Muhalefet dejavu yaşatıyor

Muhalefetin seçim hezimetinin ardından ortaya çıkan değişim talebi, büyük bir kurnazlıkla sönümlendiriliyor.

Bir ordu düşünün, her seferinde aynı komutanla meydana çıkıp yenilgiyle dönüyor ve ne zaman “Komutanı mı değiştirsek artık” sesleri yükselse “savaş sanatı” üzerine felsefi tartışmalara davet eden bir elitler sınıfı ortaya çıkıyor.

Daha adı anılır anılmaz “değişim” bir eylem olmaktan çıkarılıp bir kavrama dönüştürülüyor. “Tartışalım” deniyor, “nedir değişimden anladığınız?” Parti elitleri, akademisyenler, gazeteciler toplumun talebini ağzına tıkıyor. Toplum sizinle felsefe tartışamaz ama neyin değişmesi gerektiğini görür.

Seçimin ardından “değişim” ihtiyacını ilk dile getiren İstanbul Büyükşehir Belediye Başkanı Ekrem İmamoğlu oldu. Ama İmamoğlu CHP’deki kemikleşmiş yapıyı, hizipleşmeyi, delege ağalığı sistemini iyi bildiği için doğrudan genel başkanı karşısına alamadı. İmamoğlu’nun söylemindeki bu muğlaklık statüko yanlılarının ekmeğine yağ sürdü. Bir şeyler gevelenip duruyordu ama bir şey de söylenmiyordu. Önce dikkatle İmamoğlu’na kulak kabartan seçmen, orada da kendi sesini duyamayınca, seçim yenilgisiyle çekildiği konfor alanına iyice gömüldü.

CHP’de birkaç çatlak ses daha çıktıysa da, adını koymadan söylenen söz göze batmaz misali, öyle bir çekingendi ki hiç çıkmasaydı da olurdu.

Savaşta ordusu dağılan CHP komutanı Kılıçdaroğlu’nun seçimden sonra ağzından çıkan tek mantıklı cümle ise “Olur yani, hayat devam ediyor” oldu. Gerçekten de muhalif seçmen için, şairin dediği gibi “Ölüm gibi bir şey oldu ama kimse ölmedi.”

İki gün önce, partisinden kesin ihraç talebiyle disiplin kuruluna sevk edilen Bolu Belediye Başkanı Tanju Özcan’ı “Adalet ve Değişim” yürüyüşünün ardından CHP Genel Merkezi önünde karşılayan kalabalık grup, ilk kez “değişim” talebinin adını koyarak dile getirme cesareti gösterdi. “11 kayıp yetmedi mi” diye sorarak komutanın emekliye ayrılmasını istediler.

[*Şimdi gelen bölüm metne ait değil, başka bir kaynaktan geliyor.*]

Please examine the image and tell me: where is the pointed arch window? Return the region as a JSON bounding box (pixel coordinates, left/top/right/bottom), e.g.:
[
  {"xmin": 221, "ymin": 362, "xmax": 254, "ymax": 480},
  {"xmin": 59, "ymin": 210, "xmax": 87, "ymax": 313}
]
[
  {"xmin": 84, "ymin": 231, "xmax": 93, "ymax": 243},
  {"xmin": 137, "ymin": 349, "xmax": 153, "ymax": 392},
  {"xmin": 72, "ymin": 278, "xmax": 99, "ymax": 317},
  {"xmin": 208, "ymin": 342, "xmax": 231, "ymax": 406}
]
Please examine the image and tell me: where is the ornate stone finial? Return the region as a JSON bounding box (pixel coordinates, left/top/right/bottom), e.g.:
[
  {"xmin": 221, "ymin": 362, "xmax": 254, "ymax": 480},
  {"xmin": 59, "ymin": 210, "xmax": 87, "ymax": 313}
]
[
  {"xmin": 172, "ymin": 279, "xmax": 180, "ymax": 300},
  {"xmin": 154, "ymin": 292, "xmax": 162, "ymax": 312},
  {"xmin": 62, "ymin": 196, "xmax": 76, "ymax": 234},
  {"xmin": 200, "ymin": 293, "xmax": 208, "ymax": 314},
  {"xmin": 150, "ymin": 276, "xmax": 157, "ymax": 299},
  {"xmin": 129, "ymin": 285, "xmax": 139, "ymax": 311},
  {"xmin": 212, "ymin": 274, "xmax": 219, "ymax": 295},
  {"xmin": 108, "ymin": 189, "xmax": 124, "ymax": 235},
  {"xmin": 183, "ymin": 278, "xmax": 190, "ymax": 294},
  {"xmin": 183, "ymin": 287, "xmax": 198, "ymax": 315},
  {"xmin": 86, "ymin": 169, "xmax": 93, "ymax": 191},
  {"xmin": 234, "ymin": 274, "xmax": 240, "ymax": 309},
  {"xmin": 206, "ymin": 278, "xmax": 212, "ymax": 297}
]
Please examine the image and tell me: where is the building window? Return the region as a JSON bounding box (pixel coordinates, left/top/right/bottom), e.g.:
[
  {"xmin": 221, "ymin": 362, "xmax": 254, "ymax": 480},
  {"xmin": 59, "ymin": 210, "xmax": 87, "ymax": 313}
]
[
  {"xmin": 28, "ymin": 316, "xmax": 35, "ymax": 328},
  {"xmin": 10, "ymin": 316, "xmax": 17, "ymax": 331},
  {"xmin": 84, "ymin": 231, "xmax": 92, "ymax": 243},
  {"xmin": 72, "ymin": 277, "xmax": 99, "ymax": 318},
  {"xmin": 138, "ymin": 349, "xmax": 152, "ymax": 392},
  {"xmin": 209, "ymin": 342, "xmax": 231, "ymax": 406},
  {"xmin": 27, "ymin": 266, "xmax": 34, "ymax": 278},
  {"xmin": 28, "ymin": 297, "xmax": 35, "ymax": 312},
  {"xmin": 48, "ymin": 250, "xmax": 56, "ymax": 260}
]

Komutan ise o sırada seçimi birlikte kaybetmeyi başardığı eski ortağı İYİ Parti Genel Başkanı Meral Akşener’i ziyaret etmeye hazırlanıyormuş. Anladı ki, birkaç büyükşehir belediyesinin rantını paylaşmadan yerel seçimlerde beklentilerini karşılayamayacak. Ülkeyi kaybetti, belediyeleri kaptırmama derdine düştü.

Seçimden sonra yapılan kurultayda “kuyruk siyaseti”ne veda ettiğini açıklayan Akşener’e ne demeli? Müstakil olarak seçmenin teveccühünü kazanamayanlar, kuyruk siyasetini bırakır pazarlık ve rant siyasetine başlar.

Başından beri “kazanacak aday” iddiasıyla Kılıçdaroğlu’nun cumhurbaşkanı adaylığına karşı çıkan, hatta Altılı Masa’dan kalkarak dayatmayla karşı karşıya kaldıklarını sert bir biçimde ifşa eden Akşener’in, tam da CHP’de bir değişim talebi ortaya çıkmışken Kılıçdaroğlu’nu kabul etmesini nasıl açıklayabiliriz? CHP’nin kazanması kesin olan birkaç belediyeyi İYİ Parti’ye vermesi karşılığında olabilir mi?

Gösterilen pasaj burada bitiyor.